1. Field of the Invention
The present invention is custom operations for use in processor systems which perform functions including multimedia functions, such as, for example, a system with an ability to handle high-quality video and audio and for performing specialized, high-function operations.
2. Description of the Related Art
A system may include a general-purpose CPU and additional units to serve as a multi-function PC enhancement vehicle. Typically, a PC must deal with multi-standard video and audio streams, and users desire both decompression and compression, if possible. While the CPU chips used in PCS are becoming capable of low-resolution real-time video decompression, high-quality video decompression and compression are still not possible.
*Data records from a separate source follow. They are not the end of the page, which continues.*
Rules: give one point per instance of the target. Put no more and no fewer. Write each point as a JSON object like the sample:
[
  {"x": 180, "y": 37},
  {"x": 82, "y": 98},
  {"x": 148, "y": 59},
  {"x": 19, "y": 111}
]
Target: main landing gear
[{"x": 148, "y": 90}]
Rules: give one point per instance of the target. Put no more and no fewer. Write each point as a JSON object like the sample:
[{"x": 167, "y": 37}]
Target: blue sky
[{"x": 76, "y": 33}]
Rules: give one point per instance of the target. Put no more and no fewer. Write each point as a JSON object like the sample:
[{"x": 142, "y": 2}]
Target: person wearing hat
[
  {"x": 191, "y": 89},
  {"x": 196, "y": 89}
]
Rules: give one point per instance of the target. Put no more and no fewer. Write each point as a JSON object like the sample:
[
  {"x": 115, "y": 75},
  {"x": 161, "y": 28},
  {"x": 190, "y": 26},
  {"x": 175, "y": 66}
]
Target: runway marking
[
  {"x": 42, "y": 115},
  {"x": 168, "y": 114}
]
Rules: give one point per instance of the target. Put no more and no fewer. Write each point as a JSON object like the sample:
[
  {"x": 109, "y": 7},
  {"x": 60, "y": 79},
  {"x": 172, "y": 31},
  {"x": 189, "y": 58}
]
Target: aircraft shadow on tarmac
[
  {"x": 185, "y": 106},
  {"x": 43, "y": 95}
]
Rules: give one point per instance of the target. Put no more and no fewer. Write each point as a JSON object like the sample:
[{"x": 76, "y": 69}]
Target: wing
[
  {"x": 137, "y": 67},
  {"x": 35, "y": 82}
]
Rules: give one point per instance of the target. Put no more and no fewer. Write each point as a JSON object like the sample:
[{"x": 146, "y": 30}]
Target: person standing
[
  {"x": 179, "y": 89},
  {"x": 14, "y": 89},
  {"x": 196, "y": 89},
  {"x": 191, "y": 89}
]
Further, users demand that their systems provide live video and audio without sacrificing responsiveness of the system.
For both general-purpose and embedded microprocessor-based applications, programming in a high-level language is desirable. To effectively support optimizing compilers and a simple programming model, certain microprocessor architecture features are needed, such as a large, linear address space, general-purpose registers, and register-to-register operations that directly support manipulation of linear address pointers. A recently common choice in microprocessor architectures is 32-bit linear addresses, 32-bit registers, and 32-bit integer operations although 64 and 128 bit systems are currently in development.
For data manipulation in many algorithms, however, data operations using the entire number of bits (i.e., 32 bits for a 32-bit system) are wasteful of expensive silicon resources. Important multimedia applications, such as decompression of MPEG video streams, spend significant amounts of execution time dealing with eight-bit data items. Using 32-, 64-, 128-, . . . , bit operations to manipulate small data items makes inefficient use of 32-, 64-, 128-, . . . , bit execution hardware in the implementation. Therefore, custom operations may operate on data items simultaneously and thus, improve performance by a significant factor with only a tiny increase in implementation costs.
Although a similar performance increase through other means may be achieved, e.g., executing a higher number of traditional microprocessor instructions per cycle--these other means are generally prohibitively expensive for low-cost target applications. Additionally, use of m-bit operations, for example 32-bit operations, to manipulate small data items of n-bits where n&lt;m is an inefficient use of m-bit execution hardware in the implementation.